Ross wouldn’t even be the first Bengals receiver in the Marvin Lewis era to turn in a solid career after a slow start.

So please, for the sake of not getting owned, ease up on the trigger to blast Ross. Fair criticism is fair criticism, but don’t write the takes in ink just yet like some did for Boyd last year.

So...about Auden Tate...

Yes, let’s discuss the youngest weapon in the young Bengals receiving corps.

Through three weeks, Tate has yet to not be listed as an inactive player on game days. He has been joined by fellow receiver Cody Core on the inactives list up until this week when Core got the green light after he fully recovered from his injury he suffered during training camp, and actually made an impact play as a gunner on punt teams by downing a punt inside the one yard-line.

For reasons such as this, Core was expected to get the nod over Tate to dress on a weekly basis.

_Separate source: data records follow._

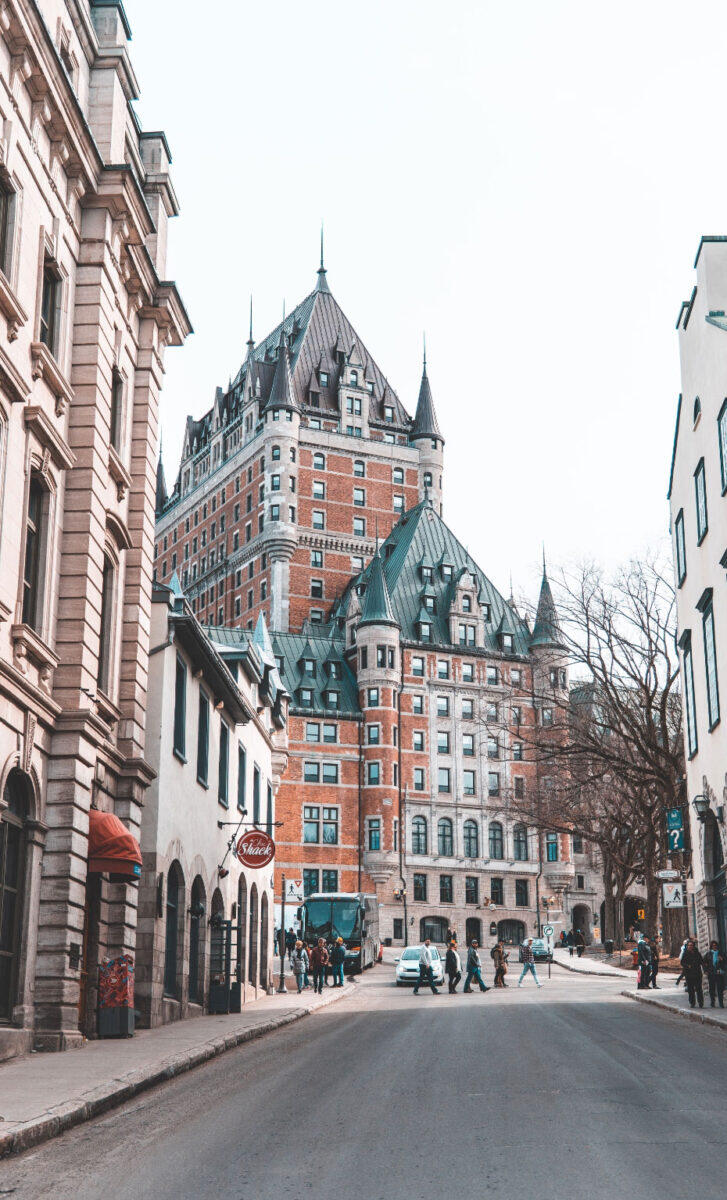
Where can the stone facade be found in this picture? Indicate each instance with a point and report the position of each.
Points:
(217, 745)
(85, 316)
(698, 523)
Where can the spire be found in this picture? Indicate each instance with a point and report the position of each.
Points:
(376, 609)
(546, 630)
(281, 394)
(322, 286)
(161, 484)
(425, 419)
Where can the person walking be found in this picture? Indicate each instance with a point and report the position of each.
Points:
(319, 958)
(643, 963)
(452, 965)
(426, 976)
(715, 964)
(528, 961)
(337, 960)
(500, 964)
(299, 964)
(474, 967)
(691, 965)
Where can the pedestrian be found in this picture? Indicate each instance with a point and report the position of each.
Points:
(337, 960)
(474, 967)
(426, 976)
(528, 961)
(715, 964)
(691, 965)
(643, 963)
(655, 958)
(452, 965)
(299, 964)
(500, 964)
(319, 958)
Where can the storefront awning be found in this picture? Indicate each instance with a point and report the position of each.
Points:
(112, 847)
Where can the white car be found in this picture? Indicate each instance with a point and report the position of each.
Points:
(407, 966)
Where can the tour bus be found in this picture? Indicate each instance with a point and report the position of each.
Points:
(353, 916)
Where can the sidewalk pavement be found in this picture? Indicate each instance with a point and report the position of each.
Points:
(674, 1000)
(43, 1095)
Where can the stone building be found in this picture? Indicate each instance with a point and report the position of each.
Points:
(217, 745)
(698, 525)
(85, 315)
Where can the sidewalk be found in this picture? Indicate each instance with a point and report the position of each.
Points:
(43, 1095)
(674, 1000)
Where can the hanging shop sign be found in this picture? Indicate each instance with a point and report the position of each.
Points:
(256, 849)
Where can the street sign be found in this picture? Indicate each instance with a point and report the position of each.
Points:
(673, 895)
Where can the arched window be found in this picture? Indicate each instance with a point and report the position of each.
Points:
(12, 861)
(197, 927)
(520, 841)
(496, 840)
(174, 906)
(419, 835)
(444, 837)
(472, 839)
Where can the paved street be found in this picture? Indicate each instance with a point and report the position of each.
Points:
(564, 1093)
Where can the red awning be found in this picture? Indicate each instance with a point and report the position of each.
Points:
(112, 847)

A team carrying seven receivers on its roster is unlikely to activate them all, and Tate provides the least amount of value in terms of potential participation. He’s not an asset on special teams, and he’s still a wild card at the receiver position.

But with A.J. Green banged up after the loss to Carolina and uncertain to play against Atlanta, is it time to see how Tate handles the real stage?

If Green is held out, the Bengals could roll with six receivers again like they did last week when Core returned, or they could stick with five like the previous two weeks. If they chose the latter, Tate is probably still the odd man out. But considering the options outside of Boyd and Ross are slim, Tate may get his chance.

One of those options is Josh Malone, who played a decent amount of snaps after Green left the game in the second half and didn’t exactly set the field on fire with his 12 yards on one catch and three targets. He was also the one targeted by Dalton which resulted in his second interception of the game. Core only saw six snaps on offense, which may be the number Tate would get against Atlanta if he plays.

The Bengals are currently five point underdogs to the 1-2 Falcons and are in danger of dropping to 2-2 without their best player on offense. The receivers not named Boyd and their play caller Boyd need to make a statement against a banged up Falcons defense this Sunday to avoid that from happening.